In the end, the amount of information conveyed by the choice of using $\lt$ vs. $\leq$ depends, as do many choices, on context.
A: Yes. Since $a\leq b \Leftrightarrow (a<b \vee a=b)$, $a<b$ implies $a\leq b$.
A: It is correct to say that if $a < b$, then $a \le b$. And yes, I completely agree with you: if explicitly being shown $a < b$, there is a  certain "loss" of information when we write $a \le b$ instead of being concrete.  
"$\le$" is, however, very useful  in real-life, practical mathematical problems such as optimization when you want to say that one quantity does not exceed another.

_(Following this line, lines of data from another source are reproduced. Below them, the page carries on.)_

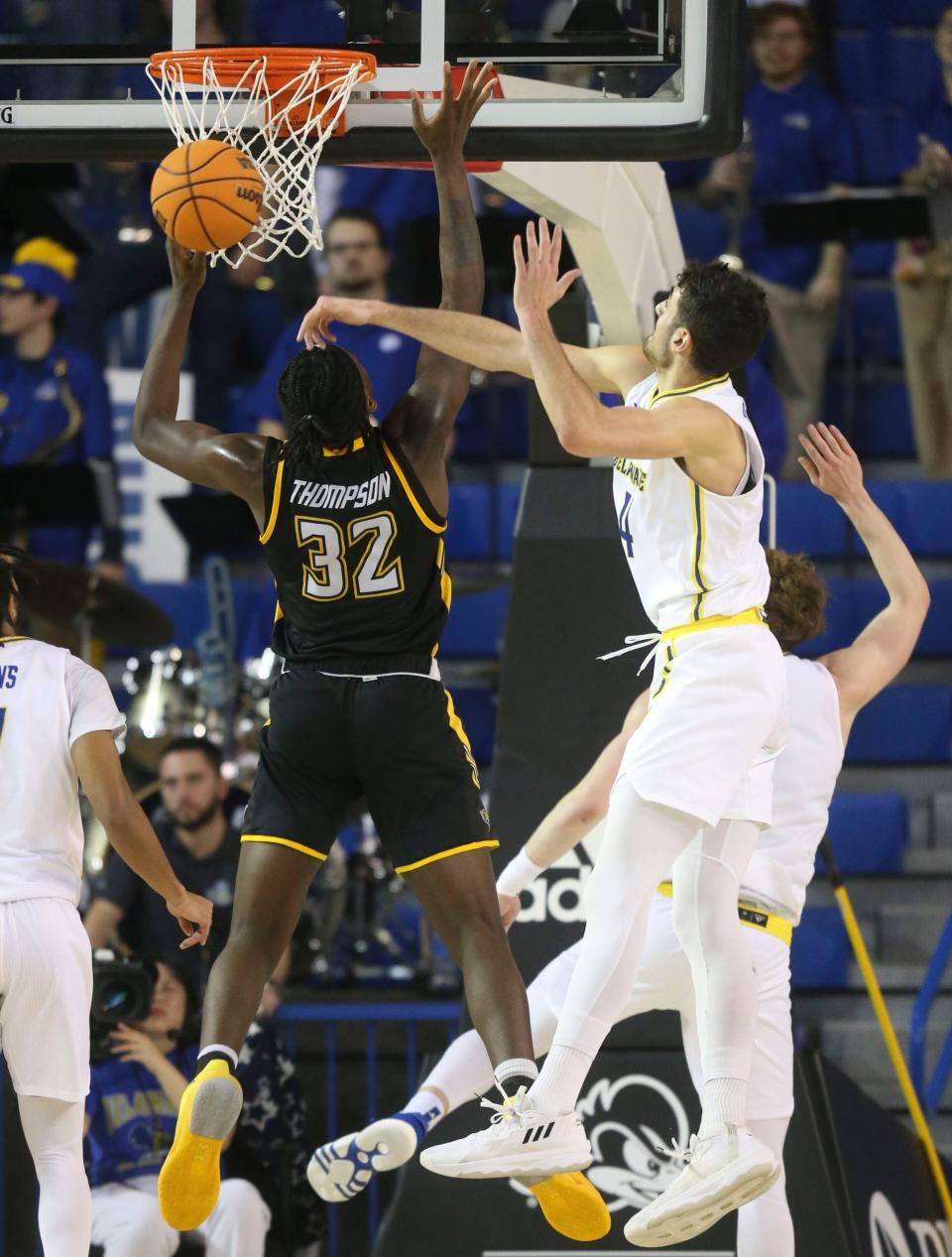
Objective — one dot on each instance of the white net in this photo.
(282, 127)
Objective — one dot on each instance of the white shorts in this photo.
(715, 725)
(46, 991)
(663, 982)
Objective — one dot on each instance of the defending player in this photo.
(58, 721)
(352, 519)
(688, 494)
(825, 697)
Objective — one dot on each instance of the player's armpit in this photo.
(611, 368)
(206, 456)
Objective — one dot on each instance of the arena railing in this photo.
(931, 1090)
(330, 1016)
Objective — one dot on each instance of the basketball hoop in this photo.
(277, 104)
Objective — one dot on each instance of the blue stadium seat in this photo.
(876, 132)
(819, 956)
(913, 65)
(702, 231)
(868, 832)
(920, 512)
(476, 625)
(476, 707)
(507, 509)
(915, 13)
(876, 323)
(469, 532)
(904, 724)
(807, 521)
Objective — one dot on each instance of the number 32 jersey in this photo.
(357, 554)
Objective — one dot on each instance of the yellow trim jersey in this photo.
(357, 554)
(692, 554)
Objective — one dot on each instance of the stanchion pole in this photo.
(886, 1026)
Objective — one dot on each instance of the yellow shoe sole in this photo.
(573, 1206)
(189, 1178)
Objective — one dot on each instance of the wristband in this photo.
(519, 872)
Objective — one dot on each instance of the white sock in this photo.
(564, 1074)
(428, 1105)
(220, 1050)
(517, 1068)
(724, 1104)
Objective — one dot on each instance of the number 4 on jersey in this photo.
(623, 530)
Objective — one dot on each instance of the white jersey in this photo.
(804, 781)
(692, 554)
(48, 699)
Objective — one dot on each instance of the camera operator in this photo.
(130, 1124)
(201, 846)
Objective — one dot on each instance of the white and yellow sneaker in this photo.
(722, 1173)
(519, 1143)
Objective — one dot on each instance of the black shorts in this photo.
(392, 739)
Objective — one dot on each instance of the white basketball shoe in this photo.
(519, 1143)
(722, 1173)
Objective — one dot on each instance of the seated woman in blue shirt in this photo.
(131, 1115)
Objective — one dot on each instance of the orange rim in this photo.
(283, 64)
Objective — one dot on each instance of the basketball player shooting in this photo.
(352, 518)
(825, 696)
(688, 498)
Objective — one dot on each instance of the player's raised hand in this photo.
(537, 283)
(830, 462)
(187, 268)
(446, 130)
(193, 916)
(315, 325)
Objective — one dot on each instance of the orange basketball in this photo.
(206, 195)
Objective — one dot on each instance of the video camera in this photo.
(122, 992)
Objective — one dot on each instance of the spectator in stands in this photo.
(923, 269)
(799, 141)
(357, 265)
(201, 846)
(130, 1125)
(55, 404)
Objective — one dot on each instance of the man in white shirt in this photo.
(58, 721)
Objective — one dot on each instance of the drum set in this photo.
(359, 924)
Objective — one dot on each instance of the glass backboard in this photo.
(582, 79)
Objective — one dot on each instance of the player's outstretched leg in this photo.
(269, 893)
(727, 1164)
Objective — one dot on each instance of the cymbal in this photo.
(68, 594)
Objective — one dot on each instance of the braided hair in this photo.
(18, 577)
(324, 404)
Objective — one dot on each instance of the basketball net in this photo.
(278, 107)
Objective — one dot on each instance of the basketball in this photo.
(206, 195)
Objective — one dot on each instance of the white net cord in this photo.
(282, 130)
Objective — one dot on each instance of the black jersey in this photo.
(357, 554)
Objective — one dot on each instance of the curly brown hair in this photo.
(796, 598)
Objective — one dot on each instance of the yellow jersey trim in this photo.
(456, 725)
(424, 518)
(442, 855)
(751, 616)
(754, 918)
(283, 842)
(275, 505)
(697, 512)
(657, 395)
(357, 443)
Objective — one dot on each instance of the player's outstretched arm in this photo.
(201, 454)
(485, 343)
(573, 817)
(97, 764)
(885, 646)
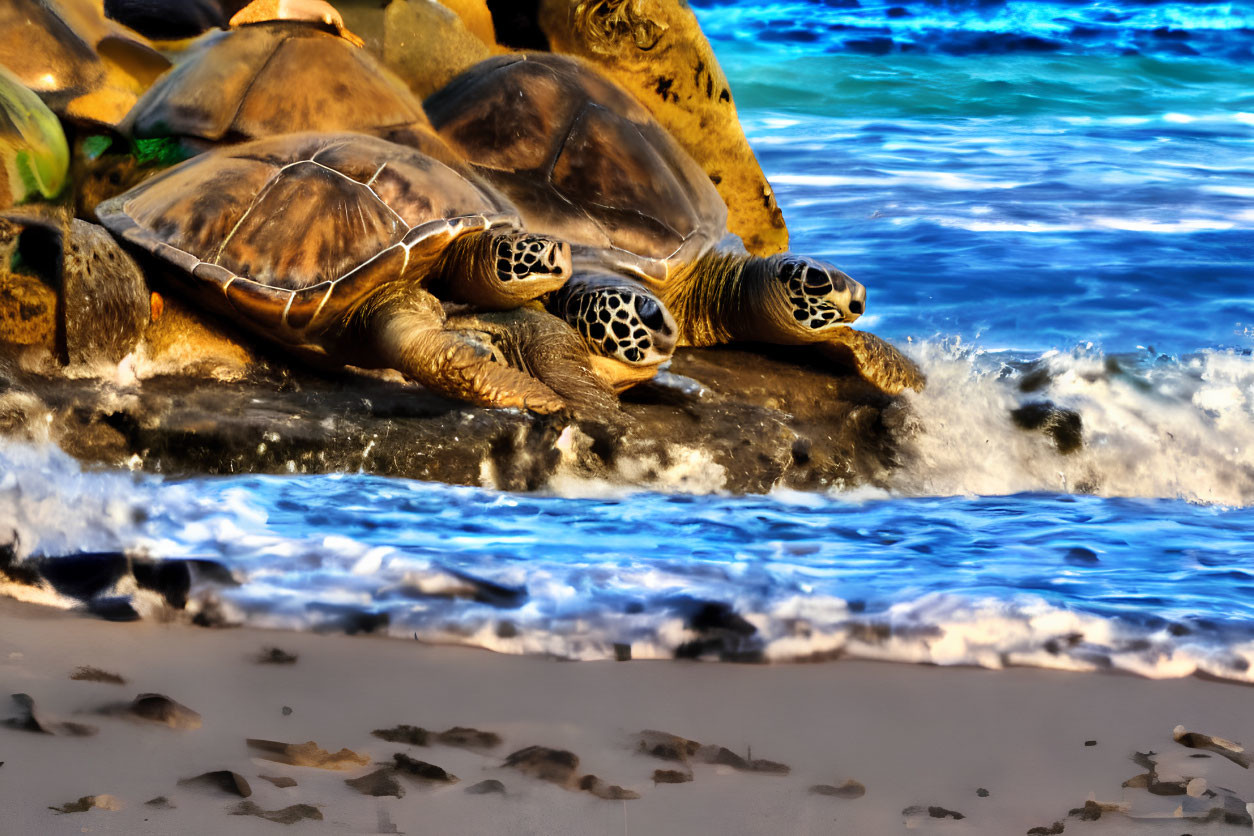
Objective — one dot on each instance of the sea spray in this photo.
(1153, 426)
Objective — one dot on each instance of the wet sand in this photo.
(923, 741)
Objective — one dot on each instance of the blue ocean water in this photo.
(1059, 189)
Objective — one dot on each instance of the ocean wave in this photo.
(961, 29)
(1153, 425)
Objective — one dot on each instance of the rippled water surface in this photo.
(1047, 201)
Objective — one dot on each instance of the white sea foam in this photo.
(1166, 430)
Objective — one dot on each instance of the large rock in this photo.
(720, 419)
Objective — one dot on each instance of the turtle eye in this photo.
(793, 273)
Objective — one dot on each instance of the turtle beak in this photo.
(857, 303)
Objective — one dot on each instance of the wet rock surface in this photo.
(720, 419)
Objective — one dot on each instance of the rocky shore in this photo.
(759, 420)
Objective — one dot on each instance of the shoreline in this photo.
(914, 736)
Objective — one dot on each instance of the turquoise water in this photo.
(1046, 201)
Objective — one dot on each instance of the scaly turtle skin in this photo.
(34, 158)
(325, 243)
(87, 68)
(424, 43)
(584, 162)
(164, 20)
(275, 77)
(257, 79)
(546, 347)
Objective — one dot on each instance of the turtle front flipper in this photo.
(548, 349)
(875, 360)
(400, 326)
(625, 325)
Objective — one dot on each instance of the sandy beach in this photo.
(1010, 751)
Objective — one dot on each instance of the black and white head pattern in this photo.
(527, 256)
(820, 296)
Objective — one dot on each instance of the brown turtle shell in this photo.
(581, 159)
(273, 78)
(289, 233)
(68, 49)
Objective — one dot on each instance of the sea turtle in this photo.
(273, 75)
(326, 243)
(655, 49)
(584, 162)
(424, 43)
(164, 20)
(87, 68)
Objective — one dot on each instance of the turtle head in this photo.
(627, 329)
(503, 268)
(809, 297)
(529, 263)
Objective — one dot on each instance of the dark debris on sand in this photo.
(307, 753)
(557, 766)
(87, 673)
(672, 747)
(89, 802)
(934, 811)
(462, 736)
(30, 720)
(849, 788)
(286, 816)
(671, 776)
(158, 708)
(379, 783)
(488, 787)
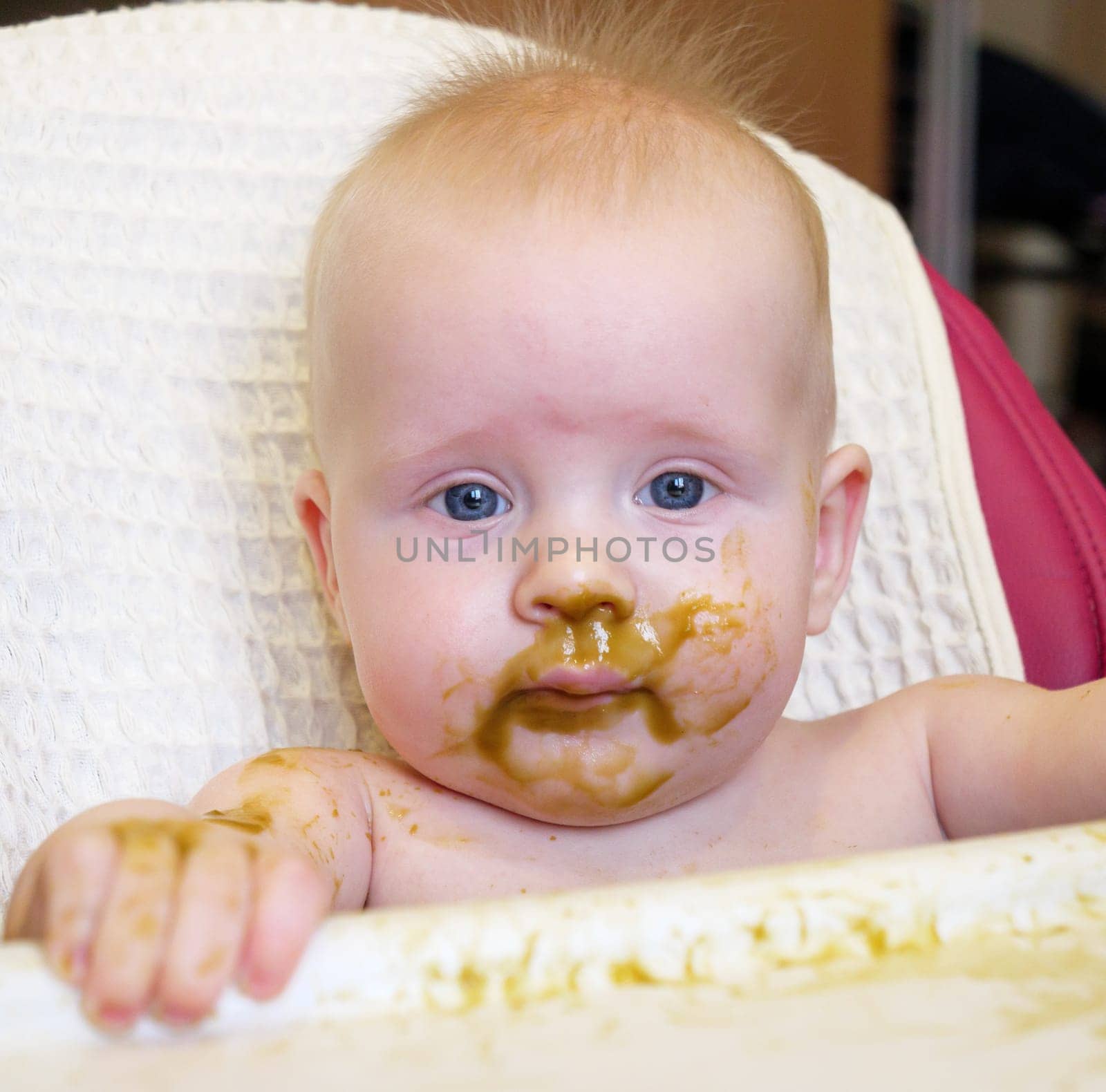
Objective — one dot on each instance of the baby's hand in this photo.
(160, 913)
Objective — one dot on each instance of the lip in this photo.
(590, 681)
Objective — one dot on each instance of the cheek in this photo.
(413, 625)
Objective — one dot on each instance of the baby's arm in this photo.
(142, 902)
(1006, 755)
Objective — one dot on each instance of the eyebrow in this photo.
(679, 431)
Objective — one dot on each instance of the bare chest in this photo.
(807, 797)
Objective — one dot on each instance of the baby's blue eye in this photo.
(469, 501)
(676, 490)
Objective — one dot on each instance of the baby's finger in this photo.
(131, 940)
(77, 876)
(291, 898)
(206, 939)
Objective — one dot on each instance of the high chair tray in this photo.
(977, 964)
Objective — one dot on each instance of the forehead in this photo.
(689, 317)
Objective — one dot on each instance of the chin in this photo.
(570, 806)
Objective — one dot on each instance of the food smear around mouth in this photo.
(534, 733)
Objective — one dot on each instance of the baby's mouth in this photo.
(567, 700)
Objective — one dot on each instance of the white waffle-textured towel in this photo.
(160, 173)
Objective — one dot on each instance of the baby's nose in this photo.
(579, 601)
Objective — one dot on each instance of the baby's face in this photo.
(633, 390)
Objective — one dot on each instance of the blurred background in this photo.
(982, 121)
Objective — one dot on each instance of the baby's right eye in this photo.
(469, 501)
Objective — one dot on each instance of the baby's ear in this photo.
(842, 498)
(312, 501)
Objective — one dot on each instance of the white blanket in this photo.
(160, 618)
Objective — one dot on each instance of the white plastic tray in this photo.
(979, 964)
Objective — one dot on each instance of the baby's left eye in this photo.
(676, 490)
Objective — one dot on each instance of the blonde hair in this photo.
(603, 107)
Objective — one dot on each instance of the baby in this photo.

A: Think about it as "can be". For instance:
a≤b means: can be that a<b, or can be that a=b, or can be that a

Example 1:
Say x is any real number so that x≤3 
Then x can be less than 3, or x can be 3, or x can be anywhere less than 3 up to 3.
In this example, any option will satisfy the initial statement.
Example 2:
Say 2<3, then 2≤3
2≤3 means: it can be that 2<3, or can be 2=3, or 2<3 and 2=3.
Since we found that 2≤3 can be 2<3 as true, 2<3 implies 2≤3.
Example 3: (if it is still confusing)
I want lemon juice
You go to the kitchen and find orange juice and lemon juice. What do you give me?
You can give me orange juice, or lemon juice, or both.
Since I only want lemon juice, your only option is lemon juice. So even though this example is silly, it shows that what you see is more than what they ask. Using OR means that it "can be" as an option. You always have to count for the inclusive part. For example, the probability of A or B, you need to subtract the probability of A and B if you want independent probabilities.
I know it is a lot of examples but I hope it helps.